The purpose of this quantitative study was to identify the relationship between culture, family socioeconomic status and community infrastructure to financial knowledge and behavior of Native American high school students in Montana, New Mexico, and South Dakota. A secondary analysis of survey data gathered in the 2008 Oweesta Jump$tart Study was analyzed by conducting an ANOVA comparison of means. The National Jump$tart survey was administered at high schools with a high population of Native American students in Montana, New Mexico and South Dakota. In the original study, questions were added to the survey instrument to collect demographic data. This dissertation is a detailed analysis of the research findings and literature related to financial literacy, financial education, financial behavior, Native American culture, family socioeconomic status and community infrastructure. The theoretical foundation for this study is based on Bandura’s social learning theory with the premise that learning occurs through reciprocal interaction of environmental, behavioral and personal factors. Results of this study found a relationship between culture, family socioeconomic status and community infrastructure and financial knowledge. A weak relationship was found between financial behavior and the independent variables. The researcher recommends using findings to develop a financial education curriculum that incorporates collaboration with families and community to provide an opportunity to increase financial literacy skills of Native American high school students. Further study is suggested to determine influences on financial behavior.

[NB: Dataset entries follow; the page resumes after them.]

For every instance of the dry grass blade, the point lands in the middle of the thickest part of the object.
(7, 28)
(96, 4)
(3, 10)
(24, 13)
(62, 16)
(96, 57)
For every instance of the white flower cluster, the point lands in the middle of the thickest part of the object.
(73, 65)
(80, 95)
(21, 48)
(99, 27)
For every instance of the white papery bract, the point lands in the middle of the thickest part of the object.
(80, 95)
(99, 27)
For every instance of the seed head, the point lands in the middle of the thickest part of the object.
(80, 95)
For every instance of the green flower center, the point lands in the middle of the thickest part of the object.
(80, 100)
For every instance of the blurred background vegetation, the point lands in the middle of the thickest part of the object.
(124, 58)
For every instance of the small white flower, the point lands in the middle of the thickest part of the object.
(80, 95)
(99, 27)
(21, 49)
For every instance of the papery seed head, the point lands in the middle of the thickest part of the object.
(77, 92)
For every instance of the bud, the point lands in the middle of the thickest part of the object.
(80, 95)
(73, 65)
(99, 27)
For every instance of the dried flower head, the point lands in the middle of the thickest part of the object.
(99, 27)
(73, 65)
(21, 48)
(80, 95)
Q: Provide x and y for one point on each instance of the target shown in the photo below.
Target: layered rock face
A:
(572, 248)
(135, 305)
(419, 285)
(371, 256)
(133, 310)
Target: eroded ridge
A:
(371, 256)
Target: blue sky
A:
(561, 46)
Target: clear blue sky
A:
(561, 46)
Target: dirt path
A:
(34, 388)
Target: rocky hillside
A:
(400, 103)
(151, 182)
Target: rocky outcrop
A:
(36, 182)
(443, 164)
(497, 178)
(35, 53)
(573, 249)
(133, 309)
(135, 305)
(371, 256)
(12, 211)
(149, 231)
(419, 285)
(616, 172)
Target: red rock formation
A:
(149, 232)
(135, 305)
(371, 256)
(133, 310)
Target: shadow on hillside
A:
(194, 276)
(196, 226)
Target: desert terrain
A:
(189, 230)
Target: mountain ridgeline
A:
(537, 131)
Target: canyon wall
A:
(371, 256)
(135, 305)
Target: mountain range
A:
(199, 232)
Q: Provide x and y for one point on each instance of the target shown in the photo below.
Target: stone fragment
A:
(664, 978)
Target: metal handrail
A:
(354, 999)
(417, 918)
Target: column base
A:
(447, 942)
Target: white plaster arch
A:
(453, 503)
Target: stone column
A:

|Advisor:||Bosselman, Robert, Swanson, Patricia|
|Commitee:||Shelley, Mack, Stenberg-Nichols, Laurie, Torrie, Margaret|
|School:||Iowa State University|
|Department:||Apparel, Educational Studies and Hospitality Management|
|School Location:||United States -- Iowa|
|Source:||DAI-A 71/06, Dissertation Abstracts International|
|Subjects:||Education finance, Secondary education, Native American studies|
|Keywords:||Culture, Financial behavior, Financial knowledge, Financial literacy, Native American|
Copyright in each Dissertation and Thesis is retained by the author. All Rights Reserved
The supplemental file or files you are about to download were provided to ProQuest by the author as part of a
dissertation or thesis. The supplemental files are provided "AS IS" without warranty. ProQuest is not responsible for the
content, format or impact on the supplemental file(s) on our system. in some cases, the file type may be unknown or
may be a .exe file. We recommend caution as you open such files.
Copyright of the original materials contained in the supplemental file is retained by the author and your access to the
supplemental files is subject to the ProQuest Terms and Conditions of use.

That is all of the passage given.